Biden insisted that Washington’s support was not ending. The United States will maintain support for Afghanistan’s military from abroad as well as continue to provide economic and political support, the president said.
“We’re going to stick with you,” Biden said.
‘A choice of values’
Ghani, sitting alongside Biden, said Afghanistan was grateful for the blood and treasure America had spilled during the past two decades to defend his country, which now finds itself facing direct battle against the Taliban.
Ghani compared his position at this juncture to that of U.S. President Abraham Lincoln in 1861, at the start of the war between the Northern states and the rebellious Southern states.
“It’s a choice of values, the values of an exclusionary system or inclusionary system. We’re determined to have unity, coherence, national sense of sacrifice, and we’ll not spare anything,” the Afghan president said, adding that on Friday, his government’s forces had “retaken six districts, both in the south and the north,” from the Taliban.
Ghani added, “We will overcome all odds.”
Those odds may be long.
Earlier in the day, during a meeting at the Pentagon with Defense Secretary Lloyd Austin, the Afghan president smiled when asked by a reporter about a reported U.S. intelligence analysis concluding his government might fall within six months of the American military withdrawal.
“There have been many such predictions and they have all proven — turned out false,” Ghani replied.
“We will remain partners with the Afghan government and the Afghan military. And we will continue to work toward our common goal in a new and different way,” Austin said.
After meeting Thursday with Ghani and the country’s unity government Chief Executive Abdullah Abdullah, Senator Mitch McConnell said Biden’s decision to withdraw U.S. forces “leaves our Afghan partners alone to confront threats that his own top advisers acknowledge are grave and growing worse. The Taliban, emboldened by our retreat, is rolling back years of progress, especially for the rights of Afghan women, on its way to taking Kabul.”
Asked on Friday by VOA to respond to the Senate minority leader’s concerns, White House press secretary Jen Psaki said Biden “had made a decision, which is consistent with his view that this was not a winnable war, to bring the U.S. troops home — after 20 years of fighting this war.”
Ghani’s visit to the White House was “absolutely critical for the future of Afghanistan,” according to former national security adviser John Bolton, who termed it possibly the last opportunity “to try to persuade President Biden, if not to reverse his decision to withdraw all American forces, at least to provide more time to provide some other indication of continuing American support that will give the people of Afghanistan confidence that we’re not abandoning the country.”
Bolton, who served in the administration of former President Donald Trump, told VOA’s Afghan Service, “We need to look for additional ways to show that the United States is not leaving entirely, that this is not going to be a Vietnam situation.”

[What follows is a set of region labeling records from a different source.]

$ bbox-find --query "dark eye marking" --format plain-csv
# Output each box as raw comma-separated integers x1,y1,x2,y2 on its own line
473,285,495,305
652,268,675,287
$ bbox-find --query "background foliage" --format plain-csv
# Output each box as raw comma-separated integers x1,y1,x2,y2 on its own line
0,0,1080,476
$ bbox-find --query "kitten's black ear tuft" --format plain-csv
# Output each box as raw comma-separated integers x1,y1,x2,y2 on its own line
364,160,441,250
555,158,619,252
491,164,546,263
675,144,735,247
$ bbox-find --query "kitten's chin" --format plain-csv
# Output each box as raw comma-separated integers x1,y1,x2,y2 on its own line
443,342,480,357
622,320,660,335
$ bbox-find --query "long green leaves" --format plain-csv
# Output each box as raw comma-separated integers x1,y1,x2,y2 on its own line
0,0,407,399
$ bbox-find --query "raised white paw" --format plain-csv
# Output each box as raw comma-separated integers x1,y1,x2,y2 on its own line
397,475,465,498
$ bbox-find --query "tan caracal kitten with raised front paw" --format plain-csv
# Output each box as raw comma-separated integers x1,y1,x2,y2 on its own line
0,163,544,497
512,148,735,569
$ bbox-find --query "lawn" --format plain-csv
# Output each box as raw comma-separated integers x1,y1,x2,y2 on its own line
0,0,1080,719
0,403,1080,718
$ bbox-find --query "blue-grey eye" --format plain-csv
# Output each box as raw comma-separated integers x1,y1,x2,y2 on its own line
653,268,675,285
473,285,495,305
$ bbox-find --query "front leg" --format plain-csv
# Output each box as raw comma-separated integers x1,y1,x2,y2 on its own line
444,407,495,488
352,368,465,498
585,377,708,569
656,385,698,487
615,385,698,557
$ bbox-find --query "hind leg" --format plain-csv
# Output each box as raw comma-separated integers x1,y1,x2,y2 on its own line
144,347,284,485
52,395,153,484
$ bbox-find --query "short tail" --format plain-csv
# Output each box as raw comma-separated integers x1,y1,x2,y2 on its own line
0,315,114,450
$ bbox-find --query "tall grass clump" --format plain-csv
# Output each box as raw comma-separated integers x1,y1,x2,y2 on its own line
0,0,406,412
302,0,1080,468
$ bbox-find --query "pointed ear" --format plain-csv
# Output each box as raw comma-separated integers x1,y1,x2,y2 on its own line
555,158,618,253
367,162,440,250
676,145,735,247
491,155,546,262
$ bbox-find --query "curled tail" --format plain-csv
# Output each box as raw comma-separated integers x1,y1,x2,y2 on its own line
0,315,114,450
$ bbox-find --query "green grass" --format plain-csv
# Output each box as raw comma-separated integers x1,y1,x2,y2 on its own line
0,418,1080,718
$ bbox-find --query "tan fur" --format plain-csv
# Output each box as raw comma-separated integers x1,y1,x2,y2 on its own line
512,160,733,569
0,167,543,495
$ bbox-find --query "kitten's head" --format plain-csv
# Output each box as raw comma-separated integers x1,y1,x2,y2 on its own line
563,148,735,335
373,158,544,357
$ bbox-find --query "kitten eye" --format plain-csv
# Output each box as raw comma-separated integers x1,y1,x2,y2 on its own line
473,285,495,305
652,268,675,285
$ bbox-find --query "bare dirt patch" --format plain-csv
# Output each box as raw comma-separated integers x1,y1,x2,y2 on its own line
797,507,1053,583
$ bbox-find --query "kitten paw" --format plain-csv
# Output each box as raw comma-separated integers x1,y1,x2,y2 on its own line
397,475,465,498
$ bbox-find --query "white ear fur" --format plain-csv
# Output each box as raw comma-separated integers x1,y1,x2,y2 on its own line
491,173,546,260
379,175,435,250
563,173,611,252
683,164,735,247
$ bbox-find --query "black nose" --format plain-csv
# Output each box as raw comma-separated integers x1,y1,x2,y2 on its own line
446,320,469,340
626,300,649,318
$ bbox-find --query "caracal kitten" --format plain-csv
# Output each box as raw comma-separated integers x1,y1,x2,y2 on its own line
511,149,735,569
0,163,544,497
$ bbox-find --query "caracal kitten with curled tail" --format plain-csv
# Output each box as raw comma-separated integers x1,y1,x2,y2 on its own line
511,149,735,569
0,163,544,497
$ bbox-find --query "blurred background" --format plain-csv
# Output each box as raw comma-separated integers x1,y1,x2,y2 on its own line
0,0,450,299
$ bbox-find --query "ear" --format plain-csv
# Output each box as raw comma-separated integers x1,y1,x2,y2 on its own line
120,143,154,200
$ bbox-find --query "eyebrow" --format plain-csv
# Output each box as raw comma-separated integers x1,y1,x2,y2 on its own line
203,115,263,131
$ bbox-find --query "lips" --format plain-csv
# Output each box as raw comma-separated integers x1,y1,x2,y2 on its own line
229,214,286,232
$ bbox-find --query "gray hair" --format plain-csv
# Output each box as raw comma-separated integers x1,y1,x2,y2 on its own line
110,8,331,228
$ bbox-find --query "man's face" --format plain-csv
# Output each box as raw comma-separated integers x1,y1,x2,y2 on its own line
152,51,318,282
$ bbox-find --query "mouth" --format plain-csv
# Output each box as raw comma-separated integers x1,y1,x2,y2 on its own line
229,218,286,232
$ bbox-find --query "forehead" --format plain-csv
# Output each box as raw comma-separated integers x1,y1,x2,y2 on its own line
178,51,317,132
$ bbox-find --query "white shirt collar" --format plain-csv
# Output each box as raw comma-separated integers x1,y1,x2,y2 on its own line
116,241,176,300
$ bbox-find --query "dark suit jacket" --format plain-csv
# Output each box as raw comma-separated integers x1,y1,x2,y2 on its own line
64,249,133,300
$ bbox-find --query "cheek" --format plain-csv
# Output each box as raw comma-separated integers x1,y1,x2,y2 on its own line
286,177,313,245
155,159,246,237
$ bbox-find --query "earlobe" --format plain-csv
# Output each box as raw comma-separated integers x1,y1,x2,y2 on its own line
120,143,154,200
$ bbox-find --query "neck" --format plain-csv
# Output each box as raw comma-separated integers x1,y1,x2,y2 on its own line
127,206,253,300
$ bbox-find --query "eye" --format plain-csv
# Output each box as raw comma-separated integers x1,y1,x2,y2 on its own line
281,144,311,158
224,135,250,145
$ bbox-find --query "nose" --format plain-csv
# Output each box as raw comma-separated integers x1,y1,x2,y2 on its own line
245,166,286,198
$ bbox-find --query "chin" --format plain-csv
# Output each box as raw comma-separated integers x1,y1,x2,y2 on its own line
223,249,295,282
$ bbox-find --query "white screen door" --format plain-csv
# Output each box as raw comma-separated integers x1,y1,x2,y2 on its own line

The chaotic 1975 withdrawal of U.S. forces from South Vietnam followed the signing of a peace accord that effectively handed the country to the communists in Hanoi.
Target date: September 11
Biden has said the American military presence in Afghanistan will end by September 11 of this year — the 20th anniversary of the coordinated suicide attacks against the United States by al-Qaida, which was based in Afghanistan under the protection of the then-governing Taliban.
The drawdown of U.S. and NATO forces, which formally began May 1, has led to an unprecedented escalation in fighting between Afghan security forces and Taliban insurgents, dealing fresh blows to slow-moving U.S.-brokered peace negotiations between the Afghan adversaries.
The insurgents have in recent weeks captured dozens of new districts, and both sides are said to have suffered heavy casualties, with Afghan civilians continuing to bear the brunt of the country’s long war.
This has led to a sense of urgency concerning the Afghans — interpreters, translators, drivers and other support civilian personnel — who worked for the U.S. military over the past two decades.
Those who have already applied for special immigrant visas “will be relocated to a location outside of Afghanistan before we complete our military drawdown by September, in order to complete the visa application process,” Psaki told reporters Friday.
U.S. officials told The Associated Press on Thursday that about 650 U.S. troops were likely to remain in Afghanistan as a security detail for diplomats.
Troops at Kabul airport
The officials also told AP that several hundred additional U.S. forces would remain at the Kabul airport, possibly until September. The troops’ role, the officials told AP, would be to aid Turkish troops who are providing security there. It would be a temporary move until a more formal Turkey-led security operation was in place, the officials said, according to the AP.
The Afghan government and the Taliban have been holding peace negotiations in Doha, Qatar, since last September, with the host government, among others, playing the role of facilitator. But the process has made no significant headway, with each negotiating team blaming the other for the deadlock.